If this fund has always been like this, falling more and rising less, and the funds managed by the fund manager are relatively poor, or the fund is in a bear market, then you can consider redeeming it and keeping the remaining funds. Focus on the funds placed, stop losses in time, and don't let the fund lose money anymore.

Sometimes it is also important to learn to stop losses in time. Some investors just do not know how to stop losses in time. After losing money, they always want to make money back, so they will continue to add positions, and then put themselves at risk. If the funds are lost bit by bit, you will be trapped. Therefore, when investing in funds, you can set a stop loss point. As long as you reach this point, you will immediately redeem the stop loss. Don't hesitate, because there is too much hesitation. One day will result in one more loss.

In addition, you also need to learn how to limit the profit of a fund. When the fund's profit reaches a certain level, you also need to redeem the profit limit, because the fund is a volatile product, and it will fall as well as rise. If the fund has a relatively high growth rate and a relatively high position, and it starts to show signs of decline, it needs to be redeemed in time, otherwise the money earned may be taken back.

Selling operations based on selling signals:

Performance on the trend chart, the trend chart shows some peaking K-line charts, for example, long upper shadow line, dusk cross Star, or there are some peaking forms, such as m top, arc top.

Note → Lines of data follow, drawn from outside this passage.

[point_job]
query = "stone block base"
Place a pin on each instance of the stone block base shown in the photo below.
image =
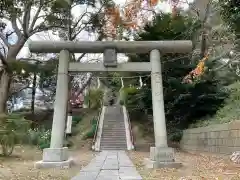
(162, 157)
(63, 164)
(155, 165)
(55, 157)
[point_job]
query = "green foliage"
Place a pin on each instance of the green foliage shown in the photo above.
(229, 112)
(175, 136)
(92, 132)
(76, 120)
(39, 137)
(121, 102)
(184, 103)
(230, 11)
(94, 97)
(13, 130)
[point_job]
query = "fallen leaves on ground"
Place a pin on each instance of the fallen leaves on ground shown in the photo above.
(195, 167)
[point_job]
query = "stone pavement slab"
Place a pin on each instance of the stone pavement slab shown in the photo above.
(109, 165)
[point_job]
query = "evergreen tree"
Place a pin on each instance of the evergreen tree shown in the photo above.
(184, 102)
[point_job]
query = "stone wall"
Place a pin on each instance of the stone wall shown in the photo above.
(220, 138)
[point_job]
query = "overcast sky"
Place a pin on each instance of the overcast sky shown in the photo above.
(77, 11)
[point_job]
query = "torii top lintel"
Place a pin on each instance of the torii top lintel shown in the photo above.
(178, 46)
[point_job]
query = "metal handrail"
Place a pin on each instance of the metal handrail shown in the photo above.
(96, 130)
(130, 129)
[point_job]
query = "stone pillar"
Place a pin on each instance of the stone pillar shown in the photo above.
(160, 155)
(57, 155)
(157, 100)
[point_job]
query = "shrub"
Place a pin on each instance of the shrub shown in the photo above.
(91, 133)
(175, 136)
(13, 130)
(95, 97)
(121, 102)
(76, 120)
(40, 137)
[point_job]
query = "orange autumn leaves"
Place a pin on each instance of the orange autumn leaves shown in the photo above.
(127, 17)
(198, 71)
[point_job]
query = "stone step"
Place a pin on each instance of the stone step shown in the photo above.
(114, 138)
(113, 148)
(113, 131)
(114, 135)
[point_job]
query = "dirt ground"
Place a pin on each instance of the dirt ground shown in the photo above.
(195, 167)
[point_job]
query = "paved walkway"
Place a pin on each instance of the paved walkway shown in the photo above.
(109, 165)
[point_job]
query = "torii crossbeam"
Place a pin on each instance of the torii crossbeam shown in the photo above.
(160, 155)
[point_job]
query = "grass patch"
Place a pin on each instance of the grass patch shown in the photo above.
(82, 129)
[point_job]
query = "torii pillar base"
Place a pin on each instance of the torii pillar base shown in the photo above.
(162, 157)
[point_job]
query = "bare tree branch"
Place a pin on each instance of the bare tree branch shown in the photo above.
(26, 18)
(36, 16)
(15, 27)
(80, 57)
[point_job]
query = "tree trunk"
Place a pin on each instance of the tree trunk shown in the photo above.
(4, 87)
(5, 77)
(33, 93)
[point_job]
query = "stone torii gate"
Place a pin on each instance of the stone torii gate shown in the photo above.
(161, 155)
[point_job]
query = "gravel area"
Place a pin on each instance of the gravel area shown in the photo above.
(195, 167)
(20, 166)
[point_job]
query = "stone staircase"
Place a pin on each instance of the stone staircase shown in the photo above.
(113, 131)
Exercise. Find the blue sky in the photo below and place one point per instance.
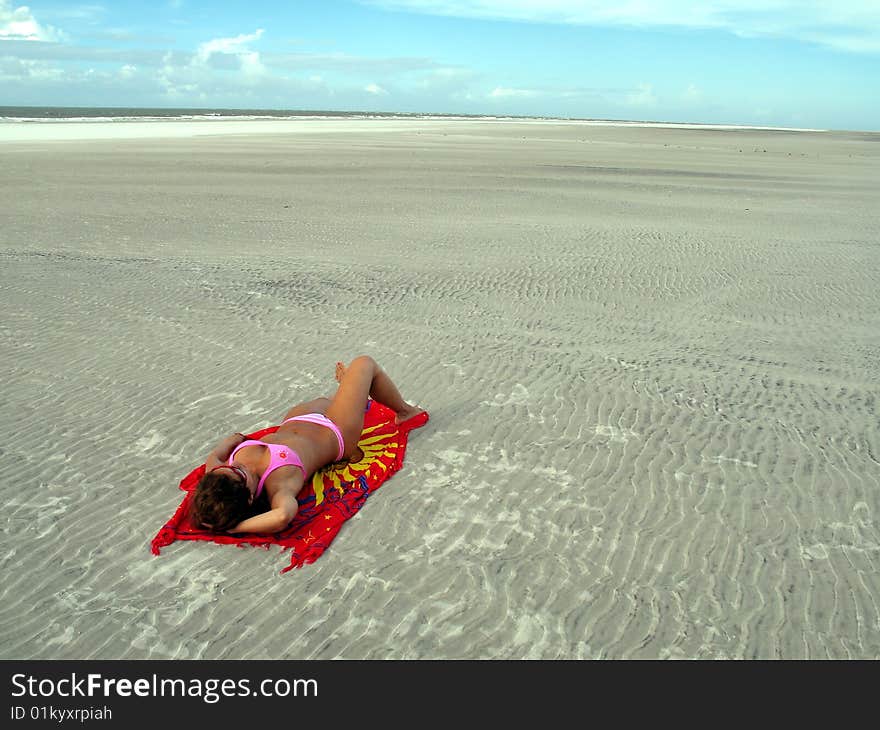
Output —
(802, 63)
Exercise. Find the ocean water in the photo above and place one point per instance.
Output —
(141, 114)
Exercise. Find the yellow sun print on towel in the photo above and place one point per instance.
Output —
(340, 475)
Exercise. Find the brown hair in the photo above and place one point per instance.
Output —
(220, 501)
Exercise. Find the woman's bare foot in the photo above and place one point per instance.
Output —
(405, 414)
(340, 371)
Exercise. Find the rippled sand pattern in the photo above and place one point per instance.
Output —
(651, 359)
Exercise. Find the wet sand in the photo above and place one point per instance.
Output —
(651, 358)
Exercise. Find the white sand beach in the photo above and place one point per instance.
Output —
(651, 358)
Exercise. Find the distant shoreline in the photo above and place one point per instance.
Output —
(44, 115)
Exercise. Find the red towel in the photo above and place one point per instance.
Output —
(329, 498)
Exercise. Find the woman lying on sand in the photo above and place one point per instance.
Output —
(312, 435)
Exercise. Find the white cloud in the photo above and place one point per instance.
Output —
(500, 92)
(20, 24)
(850, 25)
(249, 61)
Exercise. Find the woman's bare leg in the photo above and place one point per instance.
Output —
(362, 379)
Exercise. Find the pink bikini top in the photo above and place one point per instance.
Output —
(279, 455)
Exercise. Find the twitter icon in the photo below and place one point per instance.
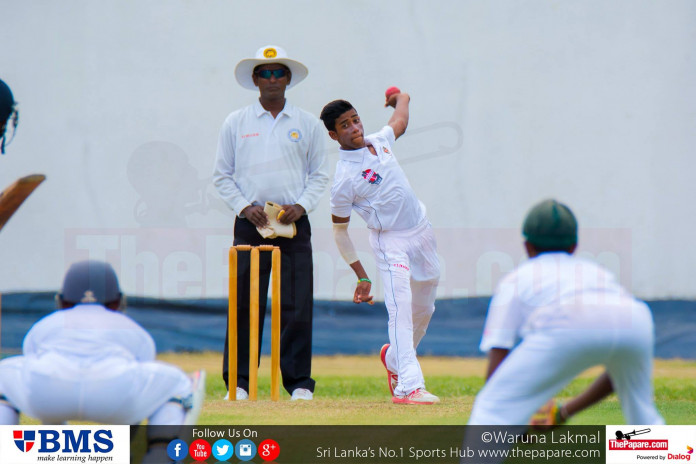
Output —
(223, 450)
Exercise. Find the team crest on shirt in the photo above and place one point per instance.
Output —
(24, 439)
(295, 135)
(372, 177)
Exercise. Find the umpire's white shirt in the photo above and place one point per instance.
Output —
(552, 290)
(375, 187)
(261, 158)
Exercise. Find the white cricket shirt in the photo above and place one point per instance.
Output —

Reasonably control their positions: When selling, investors should reasonably control their positions to prevent overselling individual stocks. In addition, investors can sell individual stocks based on market conditions, individual stock announcements and other factors. For example, when there is major bad news about an individual stock, investors can take the opportunity to sell the stock.

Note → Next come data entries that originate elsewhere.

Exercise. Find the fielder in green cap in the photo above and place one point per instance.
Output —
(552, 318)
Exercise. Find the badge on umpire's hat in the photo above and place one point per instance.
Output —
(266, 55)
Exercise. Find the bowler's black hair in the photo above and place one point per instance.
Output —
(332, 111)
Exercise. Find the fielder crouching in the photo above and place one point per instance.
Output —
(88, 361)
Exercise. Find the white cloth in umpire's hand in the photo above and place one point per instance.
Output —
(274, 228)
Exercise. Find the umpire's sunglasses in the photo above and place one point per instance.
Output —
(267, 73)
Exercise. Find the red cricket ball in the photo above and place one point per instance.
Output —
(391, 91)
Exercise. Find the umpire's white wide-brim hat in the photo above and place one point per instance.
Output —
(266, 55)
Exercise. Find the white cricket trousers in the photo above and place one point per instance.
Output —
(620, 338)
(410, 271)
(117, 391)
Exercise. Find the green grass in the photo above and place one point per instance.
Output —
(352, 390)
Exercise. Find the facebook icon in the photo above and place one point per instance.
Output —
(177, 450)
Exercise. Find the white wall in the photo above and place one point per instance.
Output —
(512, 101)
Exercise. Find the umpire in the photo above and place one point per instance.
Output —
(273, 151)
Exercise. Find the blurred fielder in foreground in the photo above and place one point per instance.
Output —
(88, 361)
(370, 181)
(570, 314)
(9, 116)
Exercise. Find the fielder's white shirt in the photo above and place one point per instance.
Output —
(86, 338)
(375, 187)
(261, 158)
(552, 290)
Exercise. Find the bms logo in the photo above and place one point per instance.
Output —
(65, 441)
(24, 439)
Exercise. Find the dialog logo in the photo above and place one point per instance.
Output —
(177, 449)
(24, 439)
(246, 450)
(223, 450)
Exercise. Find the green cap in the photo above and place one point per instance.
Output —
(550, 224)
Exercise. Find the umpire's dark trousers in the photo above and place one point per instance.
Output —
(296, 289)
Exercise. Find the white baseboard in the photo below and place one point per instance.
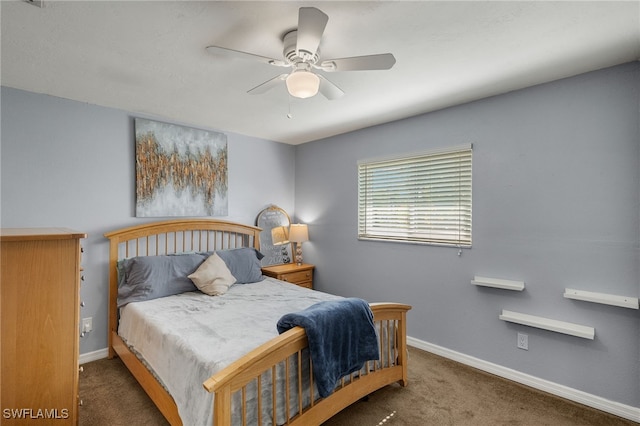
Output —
(93, 356)
(626, 411)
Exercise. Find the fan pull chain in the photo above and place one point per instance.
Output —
(289, 115)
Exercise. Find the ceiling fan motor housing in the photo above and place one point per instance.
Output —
(289, 51)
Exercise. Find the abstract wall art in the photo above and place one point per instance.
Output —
(180, 171)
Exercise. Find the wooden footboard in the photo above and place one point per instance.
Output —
(283, 351)
(230, 384)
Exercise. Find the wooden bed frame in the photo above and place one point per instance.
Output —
(175, 236)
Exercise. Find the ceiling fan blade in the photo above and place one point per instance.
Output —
(226, 52)
(383, 61)
(328, 89)
(311, 25)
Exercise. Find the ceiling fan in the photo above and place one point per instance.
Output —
(301, 53)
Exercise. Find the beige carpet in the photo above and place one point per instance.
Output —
(440, 392)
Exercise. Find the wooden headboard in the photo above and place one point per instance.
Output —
(168, 237)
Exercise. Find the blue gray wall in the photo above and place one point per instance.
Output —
(70, 164)
(556, 184)
(556, 204)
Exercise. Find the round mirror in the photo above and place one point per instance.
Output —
(274, 237)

The best time to sell: when there are three consecutive days of huge negative sales at high prices, it means that the market will turn long into short, so you can sell your holdings first; when there are three to six consecutive days of small positives or small positives at high prices or Xiaoyin or cross lines and upper shadow lines represent that the willingness to pursue price upwards at a high level is insufficient, and the market will fall after a long period of trading.